In late April, MSC Mediterranean Shipping Company also announced that it is officially introducing eBLs for its customers around the world, following a successful pilot phase.
André Simha, global chief digital and information officer at MSC and also chairman of the Digital Container Shipping Association (DCSA), said eBL provides a digital alternative to all the possibilities available with traditional print documents, just much “faster and more secure.”
“MSC has long recognized the importance of digitalization across the shipping industry and has been one of the pioneers behind the industry’s digital transformation,” Simha said.
Industry adoption
Nonetheless, industry players noted that it’s only a matter of time for the transition to eBLs, as digitalization in the industry becomes more imminent.

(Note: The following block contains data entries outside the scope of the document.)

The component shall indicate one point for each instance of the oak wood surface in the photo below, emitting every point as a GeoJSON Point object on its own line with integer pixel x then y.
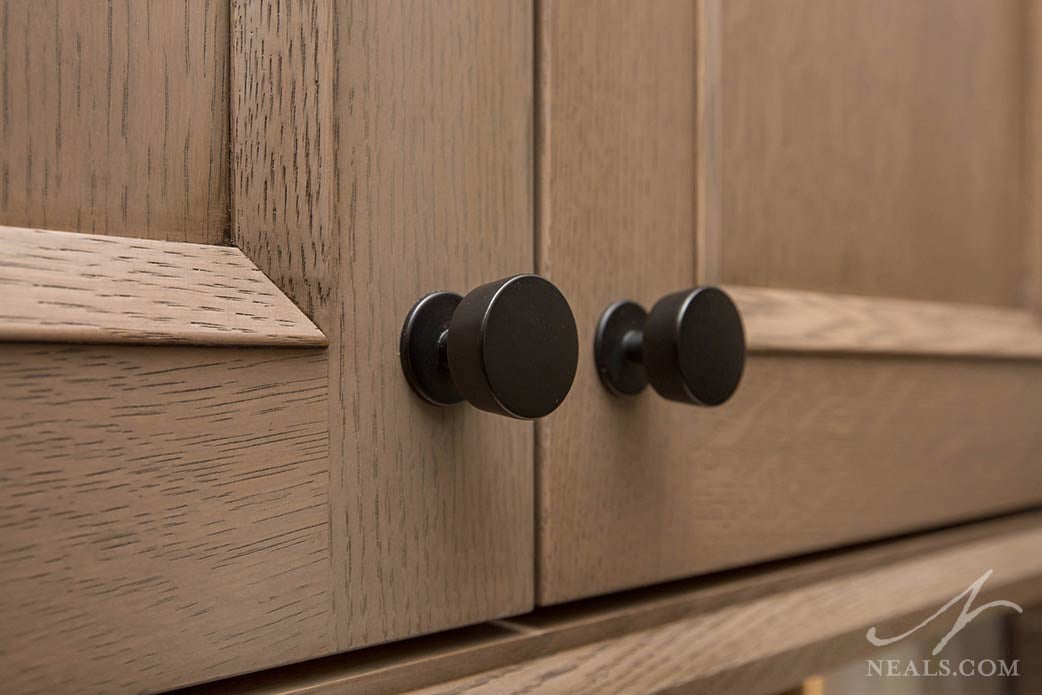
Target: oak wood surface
{"type": "Point", "coordinates": [115, 117]}
{"type": "Point", "coordinates": [759, 646]}
{"type": "Point", "coordinates": [165, 515]}
{"type": "Point", "coordinates": [616, 220]}
{"type": "Point", "coordinates": [874, 147]}
{"type": "Point", "coordinates": [800, 321]}
{"type": "Point", "coordinates": [382, 150]}
{"type": "Point", "coordinates": [78, 288]}
{"type": "Point", "coordinates": [812, 452]}
{"type": "Point", "coordinates": [638, 491]}
{"type": "Point", "coordinates": [516, 645]}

“With wider adoption by customers and accepted by global partners, eBL will eventually become the de facto document for cargo shipments,” PIL said. “Partners and carriers are keen to adopt eBL solutions to improve efficiency, reduce cost, manual processes and fraud.”
ZIM also reiterated the “strong business case” for moving to eBLs including security, speed, cost reduction and business continuity, which could prompt a wider industry adoption, especially in the wake of the coronavirus pandemic.
“The shipping industry is perceived to be traditional and slow to change, but everyone agrees, the move to eBL is long overdue,” ZIM told Asia Cargo News.
“The advantages are clear: eBL cuts the time it takes to receive a document from weeks to hours. With eBL costs reduced, security is vastly improved. And let’s not forget the convenience factor: With eBLs, the whole process can be managed remotely.”
“This is the wave of the future, eBLs have so many advantages the industry is bound to move in this direction,” ZIM added.
Meanwhile, BIMCO said an electronic bill of lading “needs to be platform agnostic” to help raise industry adoption.
“Ultimately, there needs to be a major drive by nations to adopt national legislation that recognizes electronic bills of lading. Singapore has recently adopted legislation based on the UNCTAD Model Law of Electronic Transferable Records (MLETR) to recognize electronic bills of lading as having the same legal status as paper bills. In the UK, legal reforms are being proposed that will give legal status to electronic bills of lading,” Hunter noted.
“We do expect this [transition] to happen on the back of the current global initiative to drive shipping business towards digitalization. There are obstacles to overcome, but there is a massive drive supported by many stakeholders to overcome these obstacles as soon as possible,” he added.
Earlier, the DCSA estimated that the shipping industry could potentially save more than US$4 billion annually by achieving just 50% eBL adoption by 2030.